After an Incident – Are You Protected?
Many years ago, a spring conditioning session with a volleyball team provided me with a scary situation that is now always in the back of my mind when I condition teams. We were in the middle of the off-season, doing some on-court shuttles that the head coach had requested. They were not unreasonably hard, but they were indeed challenging. We had been doing them for several weeks, progressing volume slowly. Everybody was making the requisite times without incident.

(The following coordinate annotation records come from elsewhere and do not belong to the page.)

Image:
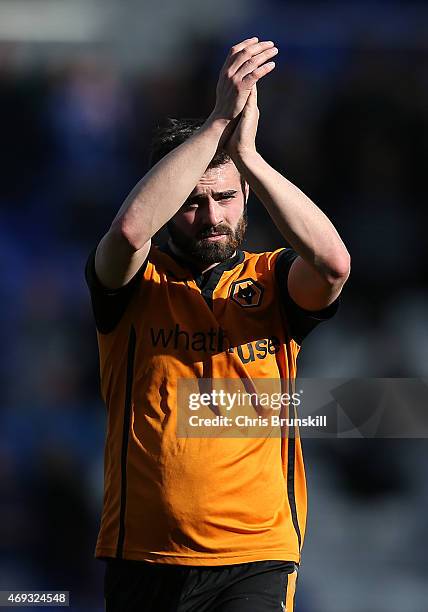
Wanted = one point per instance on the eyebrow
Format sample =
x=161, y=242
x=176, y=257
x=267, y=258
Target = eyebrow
x=217, y=195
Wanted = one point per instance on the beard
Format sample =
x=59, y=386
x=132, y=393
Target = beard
x=204, y=251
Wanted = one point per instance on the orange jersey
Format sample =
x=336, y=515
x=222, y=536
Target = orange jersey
x=197, y=501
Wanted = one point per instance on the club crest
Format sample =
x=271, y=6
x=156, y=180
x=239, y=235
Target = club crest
x=247, y=293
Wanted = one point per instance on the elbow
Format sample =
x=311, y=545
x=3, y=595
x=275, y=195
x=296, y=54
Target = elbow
x=125, y=232
x=338, y=270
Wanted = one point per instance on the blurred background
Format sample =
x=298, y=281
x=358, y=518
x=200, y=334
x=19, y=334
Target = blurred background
x=344, y=116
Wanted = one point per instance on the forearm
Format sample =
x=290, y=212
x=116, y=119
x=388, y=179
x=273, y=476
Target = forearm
x=163, y=190
x=304, y=226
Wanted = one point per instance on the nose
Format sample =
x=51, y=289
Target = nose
x=212, y=213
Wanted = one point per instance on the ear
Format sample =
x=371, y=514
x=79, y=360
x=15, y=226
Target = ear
x=246, y=191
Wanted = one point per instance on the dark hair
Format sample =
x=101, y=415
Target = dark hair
x=172, y=134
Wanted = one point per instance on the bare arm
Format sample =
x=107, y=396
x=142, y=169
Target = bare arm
x=316, y=277
x=161, y=192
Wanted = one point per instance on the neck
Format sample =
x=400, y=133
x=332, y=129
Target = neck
x=202, y=267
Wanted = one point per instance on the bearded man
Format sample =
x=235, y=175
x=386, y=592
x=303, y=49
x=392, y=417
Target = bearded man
x=205, y=523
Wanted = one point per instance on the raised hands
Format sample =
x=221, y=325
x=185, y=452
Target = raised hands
x=246, y=64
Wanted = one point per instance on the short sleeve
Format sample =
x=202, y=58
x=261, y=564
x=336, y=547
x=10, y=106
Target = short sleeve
x=300, y=321
x=109, y=305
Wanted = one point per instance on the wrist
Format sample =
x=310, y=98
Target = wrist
x=216, y=123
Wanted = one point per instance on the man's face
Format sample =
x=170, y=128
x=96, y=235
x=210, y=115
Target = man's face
x=211, y=224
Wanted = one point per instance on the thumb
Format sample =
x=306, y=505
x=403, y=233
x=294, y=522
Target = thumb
x=252, y=98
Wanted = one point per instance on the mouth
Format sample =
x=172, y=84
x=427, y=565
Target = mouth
x=213, y=237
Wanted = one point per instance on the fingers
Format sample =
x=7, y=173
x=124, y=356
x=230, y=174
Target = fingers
x=237, y=48
x=255, y=61
x=238, y=58
x=250, y=79
x=243, y=44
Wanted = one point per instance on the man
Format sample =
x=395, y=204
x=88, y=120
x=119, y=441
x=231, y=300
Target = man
x=201, y=524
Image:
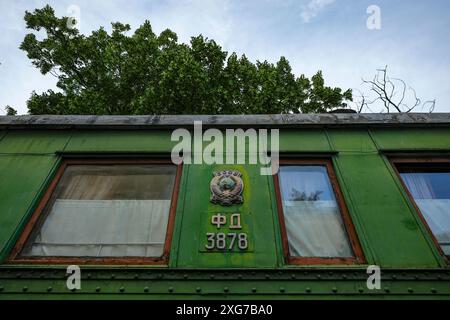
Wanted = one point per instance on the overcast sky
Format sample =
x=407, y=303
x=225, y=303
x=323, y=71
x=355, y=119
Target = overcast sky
x=328, y=35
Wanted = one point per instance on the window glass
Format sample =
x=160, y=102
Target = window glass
x=313, y=221
x=430, y=189
x=106, y=211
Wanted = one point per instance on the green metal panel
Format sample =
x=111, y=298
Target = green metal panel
x=351, y=141
x=412, y=138
x=220, y=284
x=36, y=142
x=393, y=234
x=382, y=213
x=304, y=140
x=117, y=141
x=256, y=217
x=21, y=179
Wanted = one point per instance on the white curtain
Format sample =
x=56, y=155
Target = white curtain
x=312, y=217
x=103, y=228
x=435, y=211
x=106, y=211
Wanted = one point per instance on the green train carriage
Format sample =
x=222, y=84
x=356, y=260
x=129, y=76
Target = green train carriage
x=102, y=193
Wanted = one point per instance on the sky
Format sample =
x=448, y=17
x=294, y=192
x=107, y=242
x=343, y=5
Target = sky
x=347, y=39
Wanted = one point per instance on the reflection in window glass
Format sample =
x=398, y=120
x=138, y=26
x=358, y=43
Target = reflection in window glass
x=106, y=211
x=313, y=221
x=431, y=192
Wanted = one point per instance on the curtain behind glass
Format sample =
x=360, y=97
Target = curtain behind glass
x=313, y=221
x=107, y=211
x=431, y=192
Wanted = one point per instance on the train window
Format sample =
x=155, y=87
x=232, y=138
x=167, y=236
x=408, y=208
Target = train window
x=102, y=210
x=316, y=228
x=428, y=184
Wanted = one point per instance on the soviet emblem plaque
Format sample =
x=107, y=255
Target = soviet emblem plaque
x=226, y=188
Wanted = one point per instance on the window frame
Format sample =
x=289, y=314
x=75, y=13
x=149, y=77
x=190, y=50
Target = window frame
x=47, y=200
x=358, y=257
x=414, y=160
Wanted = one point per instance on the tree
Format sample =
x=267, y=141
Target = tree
x=391, y=94
x=144, y=73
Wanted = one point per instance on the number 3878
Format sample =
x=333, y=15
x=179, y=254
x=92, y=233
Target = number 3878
x=226, y=241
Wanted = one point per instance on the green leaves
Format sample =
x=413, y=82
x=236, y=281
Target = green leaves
x=145, y=73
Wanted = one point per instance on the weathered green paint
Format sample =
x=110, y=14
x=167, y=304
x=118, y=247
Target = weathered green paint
x=307, y=140
x=386, y=223
x=34, y=142
x=21, y=180
x=413, y=138
x=237, y=284
x=256, y=219
x=121, y=141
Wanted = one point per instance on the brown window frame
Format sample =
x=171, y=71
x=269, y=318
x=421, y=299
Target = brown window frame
x=433, y=160
x=47, y=200
x=358, y=257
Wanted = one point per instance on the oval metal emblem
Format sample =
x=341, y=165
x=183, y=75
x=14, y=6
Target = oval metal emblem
x=226, y=188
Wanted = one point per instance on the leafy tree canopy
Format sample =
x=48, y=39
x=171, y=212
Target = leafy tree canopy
x=144, y=73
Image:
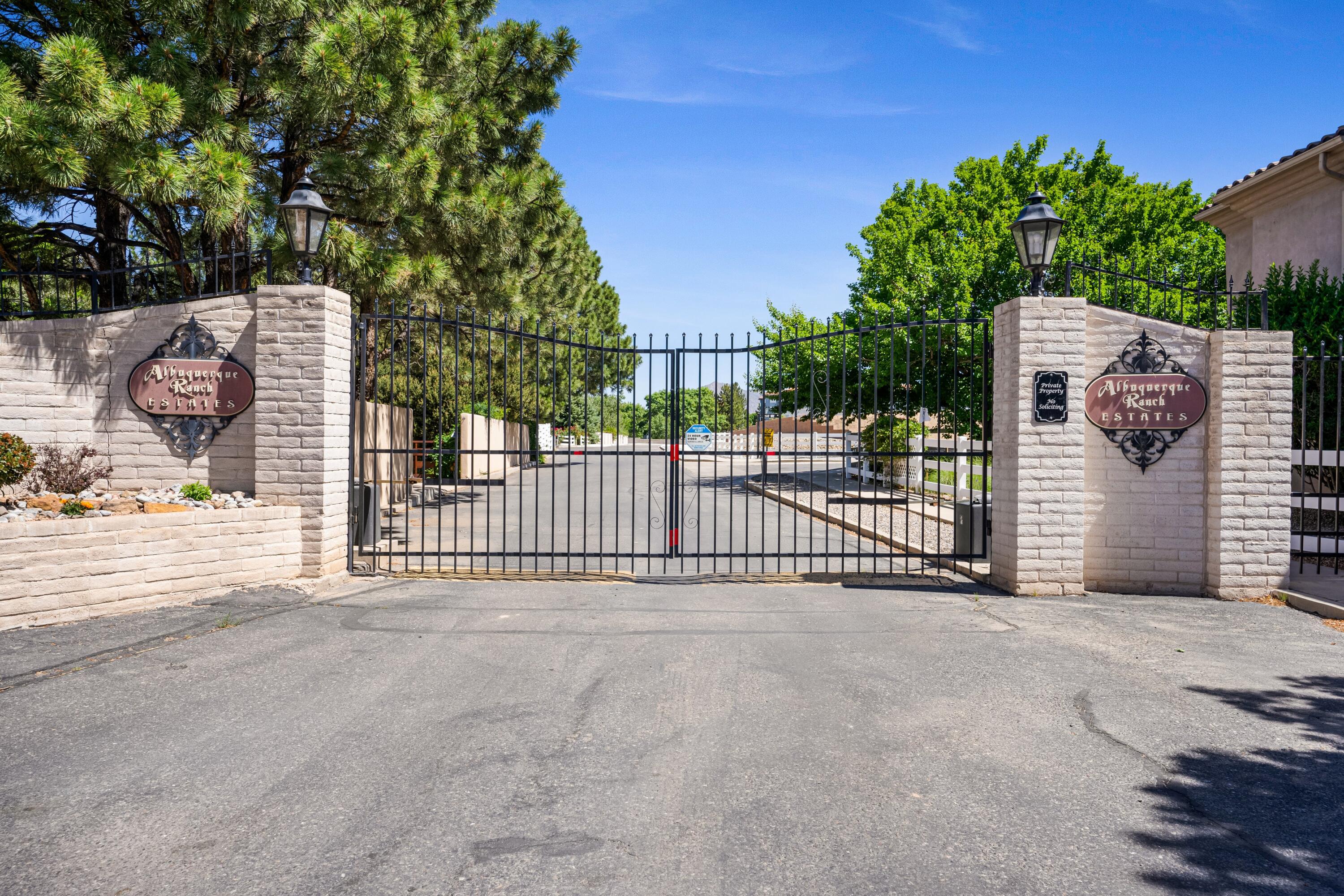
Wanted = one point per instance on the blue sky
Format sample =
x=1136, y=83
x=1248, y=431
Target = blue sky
x=725, y=154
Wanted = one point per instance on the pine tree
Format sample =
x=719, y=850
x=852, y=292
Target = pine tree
x=177, y=127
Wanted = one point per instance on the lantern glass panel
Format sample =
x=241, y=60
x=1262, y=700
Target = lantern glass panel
x=1019, y=237
x=296, y=221
x=316, y=230
x=1037, y=245
x=1051, y=241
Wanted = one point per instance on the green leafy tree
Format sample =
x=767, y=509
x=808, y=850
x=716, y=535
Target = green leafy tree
x=947, y=252
x=732, y=403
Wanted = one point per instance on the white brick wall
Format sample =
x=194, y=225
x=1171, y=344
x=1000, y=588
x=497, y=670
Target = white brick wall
x=1038, y=491
x=65, y=570
x=1070, y=512
x=1144, y=531
x=65, y=381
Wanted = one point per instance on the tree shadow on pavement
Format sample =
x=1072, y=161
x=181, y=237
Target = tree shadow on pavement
x=1268, y=820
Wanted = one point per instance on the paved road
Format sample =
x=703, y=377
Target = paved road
x=580, y=738
x=593, y=512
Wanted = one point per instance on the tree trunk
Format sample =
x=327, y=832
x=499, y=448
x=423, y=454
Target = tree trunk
x=171, y=238
x=26, y=283
x=112, y=221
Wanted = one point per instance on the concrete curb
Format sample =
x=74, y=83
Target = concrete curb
x=963, y=567
x=1312, y=605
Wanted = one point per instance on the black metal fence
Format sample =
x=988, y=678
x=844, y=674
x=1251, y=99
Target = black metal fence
x=504, y=446
x=73, y=292
x=1167, y=295
x=1318, y=389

On this day, after the second rep, one of the athletes dropped straight to the ground. She was breathing, but unconscious. She was one of the better-conditioned athletes and had never had a problem in the past. I knew immediately that I had to make the call that no coach ever wants to make: 9-1-1. She was unconscious for what seemed like an hour; in reality, it was closer to 3–4 minutes. The EMTs brought her immediately to the ER. After an overnight stay in the local hospital, the incident was blamed on a combination of low blood pressure, menstruation, and a less-than-adequate diet. Fortunately, the athlete quickly made a full recovery.
That incident sticks out in my mind. For the most part, there wasn’t much that we could have done to prevent it. We followed the emergency action plan successfully, and the student-athlete was ultimately fine. But what if she hadn’t been?
There are many variables in the lives of our athletes that are completely out of our control. If they don’t manage these variables—such as hydration, sleep, diet, medications, etc.—correctly, we could potentially create a harmful, and even dangerous, stimulus for the athlete. I don’t intend to have any more ambulance visits as part of our workouts, but we all need to be prepared in case it happens. My workout written on an Excel sheet was the only documentation I had.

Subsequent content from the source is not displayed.